Nova Scotia’s three gold rushes led to the creation of new communities from Canso to Yarmouth, along the 300-kilometre stretch of rich gold deposits known as the Meguma zone. Villages sprang up here and there in the forest and along the shore, around mining activity.

The last stamp mill at Oldham, 1953.
Photograph by E. G. L. Wetmore. N.S. Archives and Records Management Photo Collection: Places: Oldham.
Ghost Towns
As gold mining peaked and declined throughout the nineteenth and twentieth centuries, so too did the mining towns. In the early twentieth century, many miners left to mine gold and silver in places like Timmins and Cobalt in Ontario as mines in Nova Scotia closed. Those who remained in these communities during down times faced isolation. For example, by 1919, only eight men were employed at the Caribou mines which closed in 1925.

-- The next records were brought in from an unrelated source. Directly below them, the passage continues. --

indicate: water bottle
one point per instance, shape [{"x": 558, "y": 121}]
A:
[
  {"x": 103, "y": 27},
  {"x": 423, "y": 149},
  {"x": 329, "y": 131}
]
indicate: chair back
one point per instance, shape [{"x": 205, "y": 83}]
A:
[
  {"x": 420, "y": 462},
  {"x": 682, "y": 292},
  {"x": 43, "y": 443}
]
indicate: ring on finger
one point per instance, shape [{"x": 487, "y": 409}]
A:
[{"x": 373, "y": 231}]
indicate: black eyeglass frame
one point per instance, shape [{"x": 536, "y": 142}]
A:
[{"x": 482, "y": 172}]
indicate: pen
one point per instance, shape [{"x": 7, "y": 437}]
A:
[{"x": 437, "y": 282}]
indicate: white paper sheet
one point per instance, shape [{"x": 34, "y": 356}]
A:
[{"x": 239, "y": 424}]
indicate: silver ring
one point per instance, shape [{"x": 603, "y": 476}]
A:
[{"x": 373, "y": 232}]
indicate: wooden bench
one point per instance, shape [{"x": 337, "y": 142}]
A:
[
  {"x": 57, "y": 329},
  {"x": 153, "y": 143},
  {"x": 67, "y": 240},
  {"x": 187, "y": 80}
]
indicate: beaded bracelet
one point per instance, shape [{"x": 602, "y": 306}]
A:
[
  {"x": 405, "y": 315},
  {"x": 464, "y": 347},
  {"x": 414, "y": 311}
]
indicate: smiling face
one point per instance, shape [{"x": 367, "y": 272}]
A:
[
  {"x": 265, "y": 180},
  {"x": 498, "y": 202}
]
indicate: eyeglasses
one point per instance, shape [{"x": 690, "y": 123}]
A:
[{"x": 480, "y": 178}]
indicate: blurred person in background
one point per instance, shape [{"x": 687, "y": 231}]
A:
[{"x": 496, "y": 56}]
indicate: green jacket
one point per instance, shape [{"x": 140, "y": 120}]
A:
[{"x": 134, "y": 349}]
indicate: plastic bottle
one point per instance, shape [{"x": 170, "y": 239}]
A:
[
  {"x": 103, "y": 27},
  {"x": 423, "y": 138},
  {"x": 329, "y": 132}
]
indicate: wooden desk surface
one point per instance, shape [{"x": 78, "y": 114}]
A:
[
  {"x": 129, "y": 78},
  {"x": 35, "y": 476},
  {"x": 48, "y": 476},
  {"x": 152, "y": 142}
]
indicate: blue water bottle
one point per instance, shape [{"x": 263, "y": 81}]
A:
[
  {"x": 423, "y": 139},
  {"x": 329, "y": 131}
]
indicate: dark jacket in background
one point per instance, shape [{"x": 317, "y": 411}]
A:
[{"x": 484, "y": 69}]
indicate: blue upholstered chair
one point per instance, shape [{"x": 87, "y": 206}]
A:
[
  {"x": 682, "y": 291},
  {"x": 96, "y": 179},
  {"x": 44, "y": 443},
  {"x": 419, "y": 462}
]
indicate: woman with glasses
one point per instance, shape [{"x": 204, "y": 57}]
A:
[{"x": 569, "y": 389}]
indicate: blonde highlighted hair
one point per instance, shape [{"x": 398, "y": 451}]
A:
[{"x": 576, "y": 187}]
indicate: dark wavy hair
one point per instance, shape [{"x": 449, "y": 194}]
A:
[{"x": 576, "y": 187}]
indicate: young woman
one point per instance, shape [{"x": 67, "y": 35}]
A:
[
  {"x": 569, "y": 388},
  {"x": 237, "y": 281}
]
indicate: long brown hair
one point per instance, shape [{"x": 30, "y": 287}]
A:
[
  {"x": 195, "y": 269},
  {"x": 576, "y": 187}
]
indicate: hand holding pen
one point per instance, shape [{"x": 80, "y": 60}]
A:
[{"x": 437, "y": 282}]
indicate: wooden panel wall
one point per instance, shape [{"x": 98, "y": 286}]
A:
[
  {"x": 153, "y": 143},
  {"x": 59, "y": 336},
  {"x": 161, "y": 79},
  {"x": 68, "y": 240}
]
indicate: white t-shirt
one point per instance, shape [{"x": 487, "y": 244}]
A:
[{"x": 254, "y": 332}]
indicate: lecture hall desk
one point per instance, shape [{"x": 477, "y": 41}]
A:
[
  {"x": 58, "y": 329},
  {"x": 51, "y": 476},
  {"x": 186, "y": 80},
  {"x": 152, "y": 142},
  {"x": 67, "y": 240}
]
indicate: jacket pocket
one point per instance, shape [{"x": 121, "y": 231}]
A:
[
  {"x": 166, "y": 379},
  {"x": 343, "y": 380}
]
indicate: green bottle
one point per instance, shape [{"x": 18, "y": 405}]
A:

Goldenville, 1986 by Joseph Purcell.
MOI: I95.86.7
At Goldenville, one of the best-known boom towns of the rush, two thousand men once worked the mines, 19 companies were active and the population of the community was upwards of 3,000. By 1871 only 6 of those mining companies remained in operation; in 1872 production fell substantially. By 1950 mining had long ceased and only 50 or so residents remained in the area.

Ruins of former gold mining operations at Goldenville, NS
N.S. Department of Natural Resources
Today, like many other areas of Nova Scotia, the abandoned landscape of Goldenville still holds traces of a vibrant gold mining past.